India Mandates Financial, Secretarial Audit for Private Firms with Outstanding Debt
India’s ministry of corporate affairs (MCA) notified on January 3 that private companies with an outstanding debt of INR 1 billion (US$14.08 million) or more – owed to financial institutions and banks – will have to file their financial audit reports, starting financial year (FY) 2020-21, which commences April 1, 2020.
These companies will also have to conduct a mandatory secretarial audit, and then submit the audit findings with the MCA.
The latest amendments were announced under the Companies (Appointment and Remuneration of Managerial Personnel) Amendment Rules, 2020.
Threshold to mandatorily employ a company secretary increased
From FY 2020-21, every private company with a paid-up share capital of INR 100 million (US$1.4 million) or more will be required to employ a company secretary. Previously, this threshold was INR 50 million (US$704,680).
In a report by the Times of India, a senior government official was quoted saying that these changes were incorporated with the purpose of reducing the compliance cost for smaller companies, and to protect public interest in case of companies with large debt.

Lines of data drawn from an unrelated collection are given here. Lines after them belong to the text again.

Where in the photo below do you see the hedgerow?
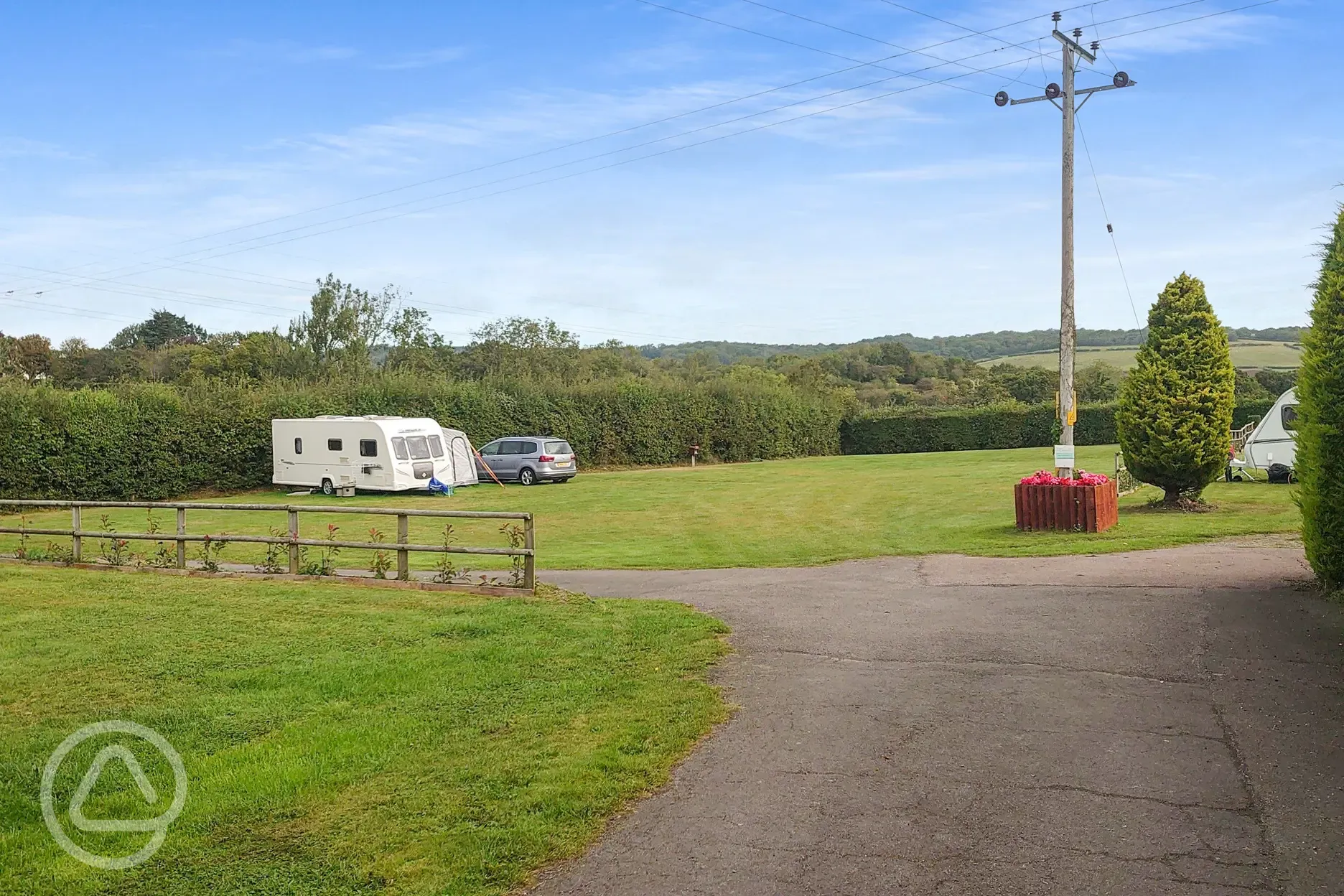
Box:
[0,376,841,500]
[840,399,1274,454]
[0,376,1271,500]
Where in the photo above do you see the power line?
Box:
[7,0,1202,301]
[1076,121,1144,329]
[635,0,1016,97]
[2,0,1277,333]
[15,40,1053,301]
[45,0,1081,276]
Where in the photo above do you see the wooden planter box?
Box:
[1013,480,1119,532]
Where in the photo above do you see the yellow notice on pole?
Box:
[1055,392,1078,426]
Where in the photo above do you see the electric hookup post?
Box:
[994,12,1137,478]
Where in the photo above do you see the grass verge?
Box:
[0,446,1301,569]
[0,567,727,896]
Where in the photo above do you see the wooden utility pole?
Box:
[1054,26,1081,480]
[994,12,1136,478]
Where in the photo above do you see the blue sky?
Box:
[0,0,1344,344]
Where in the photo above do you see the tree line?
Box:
[0,274,1293,411]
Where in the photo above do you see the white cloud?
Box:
[370,47,467,71]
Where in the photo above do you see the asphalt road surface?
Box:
[533,546,1344,896]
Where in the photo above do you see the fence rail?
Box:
[0,498,536,591]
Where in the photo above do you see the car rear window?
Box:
[406,435,429,461]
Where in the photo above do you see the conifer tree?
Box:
[1116,273,1236,505]
[1294,205,1344,592]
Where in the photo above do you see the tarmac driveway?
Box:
[533,546,1344,896]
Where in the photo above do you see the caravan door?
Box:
[359,438,393,489]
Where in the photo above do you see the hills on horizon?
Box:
[640,327,1307,364]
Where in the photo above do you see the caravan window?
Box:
[406,435,429,461]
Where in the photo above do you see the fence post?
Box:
[396,513,411,582]
[177,508,187,569]
[289,510,299,575]
[70,504,83,563]
[523,513,536,591]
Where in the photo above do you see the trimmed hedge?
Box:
[0,378,841,500]
[0,378,1273,500]
[840,401,1274,454]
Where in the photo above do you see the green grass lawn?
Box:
[3,446,1299,569]
[0,566,726,896]
[981,341,1302,370]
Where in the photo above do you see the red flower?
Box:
[1022,470,1110,486]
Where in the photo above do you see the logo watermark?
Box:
[40,720,187,870]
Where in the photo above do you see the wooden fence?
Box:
[0,498,536,591]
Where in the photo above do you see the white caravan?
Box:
[1227,390,1297,478]
[270,415,478,495]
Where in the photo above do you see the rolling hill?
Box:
[640,327,1302,367]
[980,340,1302,370]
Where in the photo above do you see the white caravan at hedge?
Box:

“A number of companies that do not have substantive business operations had represented that it is onerous for them to employ a company secretary only because they have a paid-up share capital of INR 50 million and this was raising compliance cost,” said the official, as per the Times of India report.
Push to improve compliances under Companies Act
Experts anticipate that secretarial audits will lead to better compliance with the Companies Act, which is key to the success of corporate governance reforms in India. Increasing the threshold to hire a company secretary, on the other hand, will facilitate the ease of doing business for small firms.
In the case of financial audits, currently, only listed companies in India are required to disclose their statements – every three months. Starting FY 2020-21, private firms will also have to furnish their financial statements.
Previously, only public companies with either a paid-up share capital of INR 500 million (US$7.03 million) or more, or public companies with a turnover of INR 2.5 billion (US$35.02 million), were required to submit secretarial reports.